Through the project students from Kenyatta University , Catholic University of Eastern Africa, University of Nairobi,Multi Media University, Masinde Muliro University and Zetec University have been trained on human rights. In addition to the above-mentioned universities, students from Daystar and community members from the social justice centres such as Mathare Social Justice Centre, Dandora Social Justice Centre and Kiambiu Social Justice and Information Network (KIJIN) have been trained on basic law. Being trained on basic law helps demystify the law, enable understanding of rights in the context of an accused person and an arrested person. These trainings also help students and community members understand how the justice system works. Additionally the existence of reservoirs of legal information is another plus. Platforms such as Namati’s Legal Empowerment Network provide a depository of information on legal issues that is easily accessible and can be used by the students and other human rights defenders in their day-to-day roles as social justice activists.
Another platform being utilised to bring justice closer to students is organising police-student dialogues where students interact with the police, share their experiences on encounters with the police (both the good and the bad) and police officers get to explain the justice process. Top on these dialogues is often the question of use of force. During these dialogues, students get to ask police officers questions and raise concerns about rights and justice.

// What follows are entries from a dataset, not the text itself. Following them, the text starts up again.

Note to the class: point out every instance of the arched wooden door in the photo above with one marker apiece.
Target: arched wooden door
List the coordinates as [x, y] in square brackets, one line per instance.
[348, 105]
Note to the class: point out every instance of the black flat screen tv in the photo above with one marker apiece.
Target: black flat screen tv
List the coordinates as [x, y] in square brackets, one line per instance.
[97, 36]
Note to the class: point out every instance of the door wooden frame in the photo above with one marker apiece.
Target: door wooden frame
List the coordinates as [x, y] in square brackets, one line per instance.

These dialogues have been well received by both students and police officers as avenues for mending relations and at the same time creating an enabling environment for meaningful relations.
As recipients of human rights education ,paralegal training and participating in student-police dialogues, the students have had this to say about their experiences:
“ I was able to learn a lot about the law and how it works, I better understood Criminal Law especially the rights of an arrested person “ –Sefu Sani, student, Multi Media University and member of the World March of Women
Silence in the face of injustice amounts to the betrayal of the victims of injustices and their struggle to annihilate the oppressor. Silence robs us of our sovereignty, dignity and humanity –Mercy Mbatia, law student, University of Nairobi
“ I never knew I could sit with a police officer and discuss issues- Daniel Wanyama, student , Kenyatta University
“ In regards to paralegal training, the roles played by a paralegal are important and I encourage more forums, in that this helps break down law within the community, justice sectors including prisons, police stations and courts .It is important as they help step in during violations of rights or in attempted violation of rights-Brian Odhiambo, student, Kenya School of Law
Addressing shrinking civic spaces in institutions of higher learning is a model that can and should be adopted in many universities across Africa and the world at large, in so doing, given the presence of large populations in universities, the law ceases to be a preserve of the few but becomes democratised.